The many ruling Aidoneus yoked
His steads immortal to the golden car
She mounts the chariot, and beside her mounts
Strong Argos-slayer, holding in his hands
The reins and whip: forth from the house he rushed
And not unwillingly the coursers flew.
Quickly the long road they have gone; not sea,
Nor streams of water, nor the grassy dales,
But o'er them going, they cut the air profound.

Hermes conducted his fair charge safe to Eleusis: Demeter, on seeing her, "rushed to her like a Maenas on the wood shaded hill," and Persephone sprang from the car "like a bird," and kissed her mother's hands and head.

When their joy had a little subsided Demeter anxiously inquired if her daughter had tasted anything while below; for if she had not she would be free to spend her whole time with her mother; whereas, if but one morsel had passed her lips, nothing could save her from spending one third of the year with her husband; and the other two she could pass with her and the gods:

And when in spring time with sweet smelling flowers
Of various kinds the earth doth bloom, thou'lt come
From gloomy darkness back - a mighty joy
To gods and mortal men.

Persephone ingenuously confesses the swallowing of the grain of pomegranate, and then relates to her mother the story of her adventures. They pass the day in delightful converse:

And joy they mutually received and gave.

"Bright veiled Hecate" arrives to congratulate Persephone, and hencforward becomes her attendant. Zeus sends Rhea to invite them back to Heaven. Demeter now complies,

And instant, from the deep soiled cornfields fruit
Sent up; with leaves and flowers the whole wide earth
Was laden.

She taught "Triptolemus, horse lashing Dioclese, the strength of Eumolpos, and Kelos the leader of the people," the mode of performing her sacred rites. The goddess then returned to Olympus. "But come," cries the Homerid,

But come, thou goddess who dost keep the land
Of odorous Eleusis, and round flowed
Paros, and rocky Anthron, Deo queen
Mistress, bright giver, season bringer, come;
Thyself and child, Persephoneia fair,
Grant freely, for my song, the means of life.
But I will think of thee in other songs.

Throughout the whole of this attractive fiction, may be traced the idea of the mysterious development of the grain hidden in the lap of the earth, the inward secret life of nature , and of this step-by-step hidden agenda Genetic Modification of the Human Race to a Single Hermaphroditic Gender all to benefit the Deans of Dollars aka HAL ultimately.

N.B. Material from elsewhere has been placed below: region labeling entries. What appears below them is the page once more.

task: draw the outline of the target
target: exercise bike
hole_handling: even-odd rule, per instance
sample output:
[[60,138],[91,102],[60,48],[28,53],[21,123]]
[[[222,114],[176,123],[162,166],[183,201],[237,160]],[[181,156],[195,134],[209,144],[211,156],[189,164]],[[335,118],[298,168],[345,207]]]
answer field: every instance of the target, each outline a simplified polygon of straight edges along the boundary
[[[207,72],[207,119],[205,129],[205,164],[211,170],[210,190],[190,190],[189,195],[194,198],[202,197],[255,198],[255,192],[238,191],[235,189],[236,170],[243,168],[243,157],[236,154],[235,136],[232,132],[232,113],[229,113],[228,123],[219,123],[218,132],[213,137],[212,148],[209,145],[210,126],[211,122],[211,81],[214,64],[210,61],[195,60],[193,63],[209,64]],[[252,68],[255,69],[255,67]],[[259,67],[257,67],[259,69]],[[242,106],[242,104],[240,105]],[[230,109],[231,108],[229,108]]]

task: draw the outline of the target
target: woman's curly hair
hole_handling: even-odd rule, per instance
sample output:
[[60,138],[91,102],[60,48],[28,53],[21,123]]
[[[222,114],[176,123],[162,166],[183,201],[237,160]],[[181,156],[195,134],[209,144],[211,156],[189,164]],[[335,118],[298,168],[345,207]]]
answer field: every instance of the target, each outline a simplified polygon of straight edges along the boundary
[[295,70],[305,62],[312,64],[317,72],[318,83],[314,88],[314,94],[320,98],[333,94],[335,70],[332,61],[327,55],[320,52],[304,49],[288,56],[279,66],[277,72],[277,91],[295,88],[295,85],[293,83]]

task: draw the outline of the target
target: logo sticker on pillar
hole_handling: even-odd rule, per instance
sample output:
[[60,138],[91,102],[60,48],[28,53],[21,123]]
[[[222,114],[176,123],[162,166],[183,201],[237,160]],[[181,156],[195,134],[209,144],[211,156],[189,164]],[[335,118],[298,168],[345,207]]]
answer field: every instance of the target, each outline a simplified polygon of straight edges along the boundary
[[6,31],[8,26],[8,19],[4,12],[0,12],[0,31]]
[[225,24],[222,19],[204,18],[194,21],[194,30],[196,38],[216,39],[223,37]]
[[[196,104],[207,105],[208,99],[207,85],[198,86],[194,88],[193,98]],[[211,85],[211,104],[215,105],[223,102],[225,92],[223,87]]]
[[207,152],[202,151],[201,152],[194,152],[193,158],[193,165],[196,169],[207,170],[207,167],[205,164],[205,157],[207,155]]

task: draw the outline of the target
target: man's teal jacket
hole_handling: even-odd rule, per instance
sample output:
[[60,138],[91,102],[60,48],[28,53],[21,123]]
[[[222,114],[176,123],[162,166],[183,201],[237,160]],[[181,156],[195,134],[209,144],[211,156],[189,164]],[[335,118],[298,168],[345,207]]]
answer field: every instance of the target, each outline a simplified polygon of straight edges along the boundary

There is no other object found in nature, in which to appearance life and death border so closely to~get~her, as in the grain of seed buried in the earth, never again to appear to the eye of man; but, at the moment when life seems entirely extinct, a fuller and richer existence begins anew. Demeter, who is said to have bestowed the blessing of grain upon mortal men, is in the chain of divine beings, that one, who, through the medium of her person, carries the blessed influence of the sky down to the dark dominions of Hades. Hades, who is called the subterranean of Stygian Jupiter, is married to the beautiful daughter of Jupiter Olympius, and in this manner the opposite ideas of life and death being united in the person of Persephone, she connects with the mysterious band the high and the deep - Olympus and Orcus.

Upon ancient marble coffins, the ravishment of Persephone is often met with; and in the mysterious festivals which were celebrated in honor of Demeter and her daughter, it seems as if the close connection of the terrible and beautiful had been intended to fill the minds of the initiated with astonishment and awe; and at last, all that appeared opposite and contrary in the beginning, melted away, and was lost in harmony and beauty.